Christian Hecht (AfD):
Vielen Dank. - Sehr geehrter Herr Präsident! Sehr geehrte Damen und Herren Kollegen! Die demokratische AfD-Fraktion begrüßt den vorliegenden Antrag der Linken; weil wir schon vor anderthalb Jahren es ist bereits angesprochen worden unter dem Titel „Lernmittelkosten dürfen keine Hürden für Bildungsteilhabe sein - Lernmittelentlastung ausweiten!” einen Antrag eingebracht haben, der in die gleiche Richtung geht.
Wir fordern nach wie vor eine umfassende Lern- und Lehrmittelfreiheit in Sachsen-Anhalt. Wir wollen die vollständige Abschaffung aller Lernmittelgebühren für alle Schüler. Denn das Recht auf Bildung gebietet es dem Staat, unseren Schülern die erforderlichen Lern- und Lehrmittel kostenfrei zur Verfügung zu stellen.
Man kann sogar noch einen Schritt weitergehen und neben der sozialen auch die verfassungsrechtliche Dimension in den Blick nehmen. Die Lernmittelfreiheit könnte z. B. Verfassungsrang nach dem Vorbild von Baden-Württemberg haben, wo in Art. 14 Abs. 2 der dortigen Landesverfassung festgeschrieben ist, dass Unterricht und Lernmittel an öffentlichen Schulen unentgeltlich sind.
Auf diese Art und Weise könnte dieses Bildungsziel auch in Sachsen-Anhalt den höchsten verfassungsrechtlichen Stellenwert erhalten.

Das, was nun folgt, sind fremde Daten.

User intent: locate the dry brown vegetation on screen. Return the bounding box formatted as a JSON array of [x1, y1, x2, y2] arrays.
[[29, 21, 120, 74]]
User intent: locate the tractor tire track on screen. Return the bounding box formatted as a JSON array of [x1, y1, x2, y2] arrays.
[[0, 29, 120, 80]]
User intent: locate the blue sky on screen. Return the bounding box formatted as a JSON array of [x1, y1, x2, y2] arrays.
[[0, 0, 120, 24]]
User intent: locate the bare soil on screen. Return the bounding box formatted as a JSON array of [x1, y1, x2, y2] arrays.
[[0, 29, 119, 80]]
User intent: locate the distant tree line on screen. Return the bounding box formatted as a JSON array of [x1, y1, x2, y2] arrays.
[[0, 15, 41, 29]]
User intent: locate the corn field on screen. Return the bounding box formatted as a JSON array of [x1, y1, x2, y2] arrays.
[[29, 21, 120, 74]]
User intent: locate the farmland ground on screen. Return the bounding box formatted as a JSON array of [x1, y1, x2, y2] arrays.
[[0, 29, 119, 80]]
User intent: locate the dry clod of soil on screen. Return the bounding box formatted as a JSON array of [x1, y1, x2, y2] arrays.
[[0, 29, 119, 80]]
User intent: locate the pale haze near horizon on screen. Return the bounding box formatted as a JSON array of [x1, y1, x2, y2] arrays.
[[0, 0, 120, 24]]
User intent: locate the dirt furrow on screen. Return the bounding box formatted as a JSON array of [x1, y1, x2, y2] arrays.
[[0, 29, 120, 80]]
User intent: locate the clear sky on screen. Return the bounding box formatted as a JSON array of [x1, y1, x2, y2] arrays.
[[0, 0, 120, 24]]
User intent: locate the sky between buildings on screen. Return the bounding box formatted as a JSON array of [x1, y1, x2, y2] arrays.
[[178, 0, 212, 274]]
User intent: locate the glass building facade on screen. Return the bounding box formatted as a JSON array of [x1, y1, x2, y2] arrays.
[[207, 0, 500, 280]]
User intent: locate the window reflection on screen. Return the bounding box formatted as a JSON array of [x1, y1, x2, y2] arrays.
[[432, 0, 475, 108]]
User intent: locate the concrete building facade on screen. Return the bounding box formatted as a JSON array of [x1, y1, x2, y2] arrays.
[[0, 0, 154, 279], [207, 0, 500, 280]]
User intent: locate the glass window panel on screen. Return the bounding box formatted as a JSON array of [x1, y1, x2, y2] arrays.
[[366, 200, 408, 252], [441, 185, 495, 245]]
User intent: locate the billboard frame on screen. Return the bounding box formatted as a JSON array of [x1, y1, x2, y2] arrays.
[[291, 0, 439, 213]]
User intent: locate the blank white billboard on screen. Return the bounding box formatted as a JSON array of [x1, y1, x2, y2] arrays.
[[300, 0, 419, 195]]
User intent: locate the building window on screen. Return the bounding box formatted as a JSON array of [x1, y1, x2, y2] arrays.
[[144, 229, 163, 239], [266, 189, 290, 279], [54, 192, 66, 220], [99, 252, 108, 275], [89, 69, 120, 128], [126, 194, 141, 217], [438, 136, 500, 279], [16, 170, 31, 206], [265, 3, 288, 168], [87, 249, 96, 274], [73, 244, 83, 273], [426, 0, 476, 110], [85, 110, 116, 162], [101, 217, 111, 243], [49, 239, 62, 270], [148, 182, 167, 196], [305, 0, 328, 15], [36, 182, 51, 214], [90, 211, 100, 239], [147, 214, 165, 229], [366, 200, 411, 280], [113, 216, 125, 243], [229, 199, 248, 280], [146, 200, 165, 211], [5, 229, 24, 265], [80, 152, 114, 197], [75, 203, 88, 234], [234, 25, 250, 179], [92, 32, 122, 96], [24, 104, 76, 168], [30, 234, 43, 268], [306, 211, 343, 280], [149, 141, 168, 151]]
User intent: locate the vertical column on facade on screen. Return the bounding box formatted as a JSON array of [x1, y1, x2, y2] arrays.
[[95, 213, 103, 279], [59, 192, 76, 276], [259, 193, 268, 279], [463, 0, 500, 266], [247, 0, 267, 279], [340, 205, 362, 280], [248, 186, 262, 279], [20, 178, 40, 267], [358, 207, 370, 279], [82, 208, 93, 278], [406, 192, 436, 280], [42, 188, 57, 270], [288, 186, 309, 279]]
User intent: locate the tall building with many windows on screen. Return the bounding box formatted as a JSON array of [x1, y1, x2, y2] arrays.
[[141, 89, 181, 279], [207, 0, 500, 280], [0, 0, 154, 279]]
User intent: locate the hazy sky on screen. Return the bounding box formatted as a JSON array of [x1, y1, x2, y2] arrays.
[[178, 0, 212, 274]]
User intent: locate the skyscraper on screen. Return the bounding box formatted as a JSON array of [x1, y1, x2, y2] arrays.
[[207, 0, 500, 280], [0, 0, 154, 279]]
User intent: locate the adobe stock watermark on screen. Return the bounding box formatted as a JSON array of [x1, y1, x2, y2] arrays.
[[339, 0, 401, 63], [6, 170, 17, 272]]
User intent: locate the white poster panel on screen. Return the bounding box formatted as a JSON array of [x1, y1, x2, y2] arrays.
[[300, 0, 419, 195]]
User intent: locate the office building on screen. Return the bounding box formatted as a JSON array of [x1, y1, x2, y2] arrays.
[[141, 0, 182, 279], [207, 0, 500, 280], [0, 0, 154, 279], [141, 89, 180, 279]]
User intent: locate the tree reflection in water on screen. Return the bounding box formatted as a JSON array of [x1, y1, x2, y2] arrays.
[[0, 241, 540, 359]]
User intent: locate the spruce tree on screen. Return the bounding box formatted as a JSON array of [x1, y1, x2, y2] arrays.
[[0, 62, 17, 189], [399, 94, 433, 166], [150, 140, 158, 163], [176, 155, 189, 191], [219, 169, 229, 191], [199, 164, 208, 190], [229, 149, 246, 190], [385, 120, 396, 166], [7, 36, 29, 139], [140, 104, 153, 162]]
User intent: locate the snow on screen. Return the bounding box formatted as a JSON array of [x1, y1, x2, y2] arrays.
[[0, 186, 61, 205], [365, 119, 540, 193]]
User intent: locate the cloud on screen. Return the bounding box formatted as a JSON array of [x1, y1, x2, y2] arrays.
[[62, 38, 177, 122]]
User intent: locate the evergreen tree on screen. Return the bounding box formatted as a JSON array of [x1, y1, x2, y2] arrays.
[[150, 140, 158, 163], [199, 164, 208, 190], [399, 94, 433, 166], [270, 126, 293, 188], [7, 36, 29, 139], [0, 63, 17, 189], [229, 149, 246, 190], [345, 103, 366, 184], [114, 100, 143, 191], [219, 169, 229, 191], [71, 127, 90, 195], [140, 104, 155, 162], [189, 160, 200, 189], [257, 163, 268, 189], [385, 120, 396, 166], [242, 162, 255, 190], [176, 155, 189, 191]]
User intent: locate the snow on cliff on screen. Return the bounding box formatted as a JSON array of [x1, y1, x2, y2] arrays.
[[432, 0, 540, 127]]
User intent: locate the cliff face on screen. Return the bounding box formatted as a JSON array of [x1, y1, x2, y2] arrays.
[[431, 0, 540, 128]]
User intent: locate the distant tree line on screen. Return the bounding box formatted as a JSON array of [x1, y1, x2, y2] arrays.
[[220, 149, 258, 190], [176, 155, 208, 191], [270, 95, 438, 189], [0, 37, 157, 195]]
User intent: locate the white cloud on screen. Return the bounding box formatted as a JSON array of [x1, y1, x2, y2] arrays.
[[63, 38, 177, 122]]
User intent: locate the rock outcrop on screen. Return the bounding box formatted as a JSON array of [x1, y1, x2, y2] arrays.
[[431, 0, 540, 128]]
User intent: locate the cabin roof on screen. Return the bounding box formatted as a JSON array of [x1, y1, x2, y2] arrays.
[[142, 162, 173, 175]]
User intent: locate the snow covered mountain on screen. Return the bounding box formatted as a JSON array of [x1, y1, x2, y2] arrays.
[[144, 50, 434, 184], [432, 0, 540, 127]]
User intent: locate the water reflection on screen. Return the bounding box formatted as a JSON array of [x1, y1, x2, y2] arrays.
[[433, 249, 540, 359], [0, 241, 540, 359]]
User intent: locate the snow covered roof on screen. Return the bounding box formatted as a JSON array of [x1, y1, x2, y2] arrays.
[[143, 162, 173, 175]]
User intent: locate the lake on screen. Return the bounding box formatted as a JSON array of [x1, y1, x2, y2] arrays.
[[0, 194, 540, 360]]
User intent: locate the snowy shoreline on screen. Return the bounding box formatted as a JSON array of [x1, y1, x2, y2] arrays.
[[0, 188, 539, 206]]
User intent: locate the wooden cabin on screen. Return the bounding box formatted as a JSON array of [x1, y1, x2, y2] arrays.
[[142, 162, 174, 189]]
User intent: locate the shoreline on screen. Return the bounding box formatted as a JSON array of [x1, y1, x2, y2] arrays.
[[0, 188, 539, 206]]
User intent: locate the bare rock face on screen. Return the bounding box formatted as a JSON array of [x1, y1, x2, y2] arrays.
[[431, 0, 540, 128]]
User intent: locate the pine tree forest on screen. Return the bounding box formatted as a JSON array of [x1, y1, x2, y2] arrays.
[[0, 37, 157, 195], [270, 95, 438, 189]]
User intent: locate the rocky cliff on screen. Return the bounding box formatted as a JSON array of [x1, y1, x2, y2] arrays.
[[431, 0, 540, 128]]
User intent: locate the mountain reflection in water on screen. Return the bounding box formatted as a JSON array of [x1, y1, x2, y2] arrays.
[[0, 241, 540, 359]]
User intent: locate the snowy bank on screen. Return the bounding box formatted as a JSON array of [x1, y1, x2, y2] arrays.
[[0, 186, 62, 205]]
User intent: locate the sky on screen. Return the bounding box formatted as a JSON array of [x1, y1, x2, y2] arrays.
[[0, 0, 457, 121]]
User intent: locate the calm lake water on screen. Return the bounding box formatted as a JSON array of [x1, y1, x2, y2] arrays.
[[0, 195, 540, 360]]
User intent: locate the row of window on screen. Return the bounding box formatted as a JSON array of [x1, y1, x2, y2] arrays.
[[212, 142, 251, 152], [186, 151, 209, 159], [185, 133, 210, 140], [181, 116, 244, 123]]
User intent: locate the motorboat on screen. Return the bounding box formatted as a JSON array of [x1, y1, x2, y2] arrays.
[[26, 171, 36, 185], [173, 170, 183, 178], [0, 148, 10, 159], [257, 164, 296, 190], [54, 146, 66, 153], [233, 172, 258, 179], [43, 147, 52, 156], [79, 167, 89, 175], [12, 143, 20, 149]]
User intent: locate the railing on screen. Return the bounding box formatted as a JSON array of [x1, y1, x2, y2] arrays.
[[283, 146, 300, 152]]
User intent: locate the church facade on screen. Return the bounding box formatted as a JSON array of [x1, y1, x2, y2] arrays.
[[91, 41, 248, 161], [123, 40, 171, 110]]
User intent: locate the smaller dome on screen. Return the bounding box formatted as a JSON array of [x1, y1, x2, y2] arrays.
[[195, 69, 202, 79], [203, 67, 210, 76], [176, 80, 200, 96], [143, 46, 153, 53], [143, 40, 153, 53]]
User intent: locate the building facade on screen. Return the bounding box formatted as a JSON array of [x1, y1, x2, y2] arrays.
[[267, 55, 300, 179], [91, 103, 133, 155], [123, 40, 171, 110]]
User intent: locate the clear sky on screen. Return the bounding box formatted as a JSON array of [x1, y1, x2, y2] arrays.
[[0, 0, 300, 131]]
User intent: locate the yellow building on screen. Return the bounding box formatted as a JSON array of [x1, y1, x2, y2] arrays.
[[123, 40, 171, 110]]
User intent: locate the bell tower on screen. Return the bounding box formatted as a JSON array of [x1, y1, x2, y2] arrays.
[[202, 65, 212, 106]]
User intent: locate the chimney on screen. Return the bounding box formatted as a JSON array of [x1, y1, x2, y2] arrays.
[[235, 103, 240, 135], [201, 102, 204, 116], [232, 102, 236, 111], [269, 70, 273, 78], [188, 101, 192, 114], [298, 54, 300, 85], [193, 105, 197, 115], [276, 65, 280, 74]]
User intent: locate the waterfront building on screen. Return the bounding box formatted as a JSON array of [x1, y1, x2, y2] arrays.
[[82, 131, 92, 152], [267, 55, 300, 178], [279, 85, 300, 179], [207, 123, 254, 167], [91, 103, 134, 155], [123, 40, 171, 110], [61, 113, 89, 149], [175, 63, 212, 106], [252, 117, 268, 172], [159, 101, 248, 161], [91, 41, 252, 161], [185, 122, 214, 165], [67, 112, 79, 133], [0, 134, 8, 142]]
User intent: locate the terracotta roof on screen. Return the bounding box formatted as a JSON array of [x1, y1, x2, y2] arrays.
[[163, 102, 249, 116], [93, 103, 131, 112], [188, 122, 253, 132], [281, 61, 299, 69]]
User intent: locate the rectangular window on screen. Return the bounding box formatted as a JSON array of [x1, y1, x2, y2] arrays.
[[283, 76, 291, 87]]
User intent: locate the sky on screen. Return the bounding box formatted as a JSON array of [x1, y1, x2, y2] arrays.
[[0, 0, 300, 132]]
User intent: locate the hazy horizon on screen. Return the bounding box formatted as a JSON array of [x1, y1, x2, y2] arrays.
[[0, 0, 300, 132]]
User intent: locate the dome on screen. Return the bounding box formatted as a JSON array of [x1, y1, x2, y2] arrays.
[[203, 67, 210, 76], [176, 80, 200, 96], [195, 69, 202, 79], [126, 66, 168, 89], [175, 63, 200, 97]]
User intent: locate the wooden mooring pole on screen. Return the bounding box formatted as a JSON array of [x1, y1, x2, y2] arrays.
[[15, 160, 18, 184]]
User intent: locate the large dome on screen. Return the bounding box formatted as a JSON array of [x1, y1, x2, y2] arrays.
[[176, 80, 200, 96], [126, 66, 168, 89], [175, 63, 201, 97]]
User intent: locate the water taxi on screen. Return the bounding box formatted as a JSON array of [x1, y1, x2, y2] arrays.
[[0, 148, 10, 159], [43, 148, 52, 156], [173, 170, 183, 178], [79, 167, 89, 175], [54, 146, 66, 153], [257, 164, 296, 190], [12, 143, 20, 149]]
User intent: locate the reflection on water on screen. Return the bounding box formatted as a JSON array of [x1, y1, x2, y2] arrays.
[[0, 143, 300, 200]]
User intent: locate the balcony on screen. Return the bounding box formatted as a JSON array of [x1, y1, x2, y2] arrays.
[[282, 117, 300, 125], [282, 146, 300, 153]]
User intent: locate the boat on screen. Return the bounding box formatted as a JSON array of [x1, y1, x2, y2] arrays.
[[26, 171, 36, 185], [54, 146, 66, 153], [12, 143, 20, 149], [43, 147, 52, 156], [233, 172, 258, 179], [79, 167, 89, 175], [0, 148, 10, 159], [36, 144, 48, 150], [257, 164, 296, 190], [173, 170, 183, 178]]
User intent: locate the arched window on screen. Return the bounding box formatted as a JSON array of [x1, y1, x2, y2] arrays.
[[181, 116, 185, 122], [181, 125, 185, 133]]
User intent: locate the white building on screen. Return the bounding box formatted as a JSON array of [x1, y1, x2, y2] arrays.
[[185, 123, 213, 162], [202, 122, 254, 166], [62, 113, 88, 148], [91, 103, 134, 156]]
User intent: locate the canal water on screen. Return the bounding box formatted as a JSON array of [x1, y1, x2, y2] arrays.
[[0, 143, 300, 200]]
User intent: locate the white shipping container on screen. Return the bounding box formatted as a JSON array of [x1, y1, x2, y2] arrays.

Das würde die bildungspolitische Bedeutung der Lernmittelfreiheit unterstreichen, ihre Umsetzung dauerhaft sichern und ein starkes Signal senden. Denn Bildung ist ein Grundrecht, dessen Schutz und Förderung die oberste Pflicht des Staates ist.
Für uns steht die soziale Komponente der Lernmittelfreiheit jedenfalls außer Frage. Dazu darf ich aus der Begründung zu unserem Alternativantrag von 2024 zitieren:
„Die Einführung der generellen Lernmittelfreiheit würde dazu beitragen, die finanzielle Belastung von allen Familien mit schulpflichtigen Kindern zu verringern, aber insbesondere von solchen mit geringem Einkommen. Sie würde sicherstellen, dass kein Kind aufgrund finanzieller Einschränkungen benachteiligt wird und dass alle Kinder die gleichen Lernmöglichkeiten haben.“
Klarer geht es nicht; denn die demokratische AfD ist das wahre, das echte Zentrum politischer Schönheit in diesem Land, meine sehr geehrten Damen und Herren.
(Beifall bei der AfD)
Die bisherige Regelung in Sachsen-Anhalt hingegen ist unsozial und ineffizient. Sie belastet insbesondere die Familien, die knapp über den Sozialhilfegrenzen liegen. Und sie erzeugt einen enormen bürokratischen Aufwand an den Schulen. Das wollen wir nicht.
Die bisherige Regelung ist einmal mehr Ausdruck des bildungspolitischen Totalversagens von CDU, SPD und FDP. Das wissen wir längst.
Anderthalb Jahre nach unserem Vorstoß kopiert nun ausgerechnet Die Linke unsere Position. Das verwundert nicht; denn es ist immer einfacher, denen das Denken zu überlassen, die etwas davon verstehen.
(Zustimmung bei der AfD - Susan Sziborra-Seidlitz, GRÜNE: Seid wann haben Sie eine Position?)
Wir werden dem Antrag der Linken trotzdem zustimmen und den in unseren Augen untauglichen Alternativantrag ablehnen. Der eingetretene Zeitverlust aber, der geht auf Ihre Kappe. Hätten Sie unserem Antrag im Jahr 2024 zugestimmt, dann wären die Familien im Land längst entlastet. Die Zukunft gehört der Bildung so, wie die Lernmittelfreiheit nach unserer Auffassung in die Landesverfassung gehört.
Die demokratische AfD ermuntert Sie darum hier und heute, auch in Zukunft unsere Forderungen zu kopieren, damit sie vielleicht auf diesem Wege doch umgesetzt werden. Denn, so sagt es ein chinesisches Sprichwort: Nachahmung ist die höchste Form der Ehrerbietung gegenüber dem Schöpfer.
(Lachen bei der AfD)
Sorgen wir dafür, dass zum nächsten Schuljahr kein Cent für Schulbücher und Lernmaterialien aus privater Tasche gezahlt werden muss; denn das sind wir unseren Familien schuldig. - Vielen Dank.